Against this backdrop of widespread misery, the Ba’b, originally named Siyyid (a title that indicates that he was a direct descendant of Muhammad) ‘Ali-Muhammad, who met Mulla Husayn at the outskirts of Shiraz and invited him to his home. While there, ‘Ali-Muhammad made his tea for his guest and talked to him throughout the night and into the early morning hours. He revealed to the enthralled Mulla Husayn that he was the Imam, the one the faithful students had been searching for. The Ba’b chanted prayers and talked about the changes that would take place not only in Persia, but the world at large. He also foretold the advent of another Messenger, who would fulfill the prophesies of all the great religions and usher in a new world, one that would bring unprecedented transformations for all the inhabitants of this planet. (7)
His followers, whose numbers swelled to ten thousands over nine years, were known as Bab’is. They were persecuted, ridiculed, jailed, tortured, and on many occasions, brutally murdered. The Ba’b himself was publicly executed by firing squad on July 9, 1850 in Tabriz, a city in Persia.
After the death of the Ba’b, many of His followers were subjected to progressively intense surges in persecution. It was not uncommon to see the mutilated body of a Bab’i lying on the street or from a tree. In spite of this, many of the Bab’is remained steadfast because they believed that Him Whom God shall make manifest, as foretold by the Ba’b, would appear soon. One of these adherents was a young Persian nobleman named Mirza Husayn Ali, who was loved and respected for his innate knowledge of spiritual matters and unwavering kindness to others. (8)

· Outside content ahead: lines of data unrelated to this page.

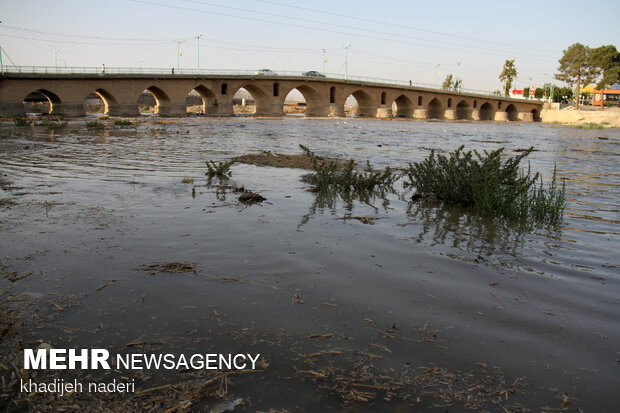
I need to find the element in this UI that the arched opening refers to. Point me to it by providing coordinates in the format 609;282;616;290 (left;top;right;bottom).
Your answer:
284;89;307;116
283;85;328;116
480;102;495;120
138;86;170;115
185;85;219;115
22;89;62;115
344;90;377;116
427;98;445;119
392;95;413;118
233;83;271;115
506;103;519;121
456;100;472;119
84;89;117;115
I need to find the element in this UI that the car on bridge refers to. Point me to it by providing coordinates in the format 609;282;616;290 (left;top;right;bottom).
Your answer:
254;69;277;76
301;70;325;77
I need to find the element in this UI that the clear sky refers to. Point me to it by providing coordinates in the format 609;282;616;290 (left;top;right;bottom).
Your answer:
0;0;620;91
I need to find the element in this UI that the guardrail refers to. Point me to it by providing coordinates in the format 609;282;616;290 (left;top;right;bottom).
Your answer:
0;66;502;97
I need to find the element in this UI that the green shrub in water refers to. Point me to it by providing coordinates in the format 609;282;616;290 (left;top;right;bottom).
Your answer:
299;145;399;193
86;120;105;130
206;161;233;178
406;146;566;222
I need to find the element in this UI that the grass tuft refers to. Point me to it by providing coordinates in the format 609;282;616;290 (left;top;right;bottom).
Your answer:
405;146;566;223
206;161;233;178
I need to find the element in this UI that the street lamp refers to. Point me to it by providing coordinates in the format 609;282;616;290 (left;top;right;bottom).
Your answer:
344;45;351;82
196;34;202;71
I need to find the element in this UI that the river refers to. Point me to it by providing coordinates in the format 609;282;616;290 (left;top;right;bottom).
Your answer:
0;116;620;412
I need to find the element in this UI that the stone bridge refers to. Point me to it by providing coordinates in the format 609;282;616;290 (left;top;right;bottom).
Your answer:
0;72;542;121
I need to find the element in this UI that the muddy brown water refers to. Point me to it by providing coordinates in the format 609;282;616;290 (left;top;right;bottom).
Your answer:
0;117;620;412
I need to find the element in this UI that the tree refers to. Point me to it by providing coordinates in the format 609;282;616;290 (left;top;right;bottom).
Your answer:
590;45;620;110
499;59;518;96
555;43;597;109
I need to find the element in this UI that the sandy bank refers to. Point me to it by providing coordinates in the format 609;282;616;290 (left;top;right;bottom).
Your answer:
540;108;620;128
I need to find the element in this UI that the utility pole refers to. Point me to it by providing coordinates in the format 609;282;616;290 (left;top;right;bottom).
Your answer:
196;34;202;71
344;45;351;82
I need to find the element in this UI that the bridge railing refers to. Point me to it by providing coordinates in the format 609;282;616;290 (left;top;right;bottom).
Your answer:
0;65;499;97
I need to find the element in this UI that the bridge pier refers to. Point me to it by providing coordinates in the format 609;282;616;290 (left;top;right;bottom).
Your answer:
108;103;140;118
443;109;458;120
377;106;392;118
413;109;428;119
495;111;508;122
0;102;25;118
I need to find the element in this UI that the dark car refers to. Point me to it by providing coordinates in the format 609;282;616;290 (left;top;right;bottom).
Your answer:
301;70;325;77
254;69;277;76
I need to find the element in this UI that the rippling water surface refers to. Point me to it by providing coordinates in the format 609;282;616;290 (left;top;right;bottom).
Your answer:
0;117;620;411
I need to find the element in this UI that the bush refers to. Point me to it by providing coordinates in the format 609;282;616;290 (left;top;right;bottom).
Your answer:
37;119;68;131
406;146;566;222
299;145;399;193
86;120;105;130
13;118;32;126
206;161;233;178
114;119;133;128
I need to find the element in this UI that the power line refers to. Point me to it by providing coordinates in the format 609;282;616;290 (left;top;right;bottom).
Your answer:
256;0;556;53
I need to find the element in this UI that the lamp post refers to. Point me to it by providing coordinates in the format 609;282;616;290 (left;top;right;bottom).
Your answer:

When Mirza Husayn Ali was thrown into Tehran’s infamous “Black Pit” along with other Bab’is during another virulent wave of oppression, he received the Revelation that he was the one foretold by all of the Ancient Books of God, that he was the fulfillment of all prophesies— Bahá’u’lláh, The Glory of God:
God is My witness, O people! I was asleep on My couch, when lo, the Breeze of God wafting over Me roused Me from My slumber. His quickening Spirit revived Me, and My tongue was unloosed to voice His Call. Accuse Me not of having transgressed against God. Behold Me, not with your eyes 91 but with Mine. Thus admonisheth you He Who is the Gracious, the All-Knowing. Think ye, O people, that I hold within My grasp the control of God’s ultimate Will and Purpose? Far be it from Me to advance such claim. To this I testify before God, the Almighty, the Exalted, the All-Knowing, the All-Wise. Had the ultimate destiny of God’s Faith been in Mine hands, I would have never consented, even though for one moment, to manifest Myself unto you, nor would I have allowed one word to fall from My lips. Of this God Himself is, verily, a witness. (9)
When Bahá’u’lláh was released from prison, he continued to write down the words revealed to him, telling no one of what he had experienced. In the meantime, he continued to care for the sick and needy, and to comfort other Bab’is suffering from innumerable persecutions. As the numbers of Bab’is began to grow exponentially, the clerical order and the Persian government became fearful of an uprising. Bahá’u’lláh was identified by the ecclesiastical military as a one of the leaders the movement that threatened the power structure, and he was divested of his inheritance and possessions. The government then forced him into exile with his family and several Bab’is to Baghdad, Iraq.
Towards the end of his stay in Baghdad, Bahá’u’lláh revealed to the other followers of the Ba’b that he was the One who had been foretold, the Promised One. This revelation marks the beginning of the Baha’i Faith.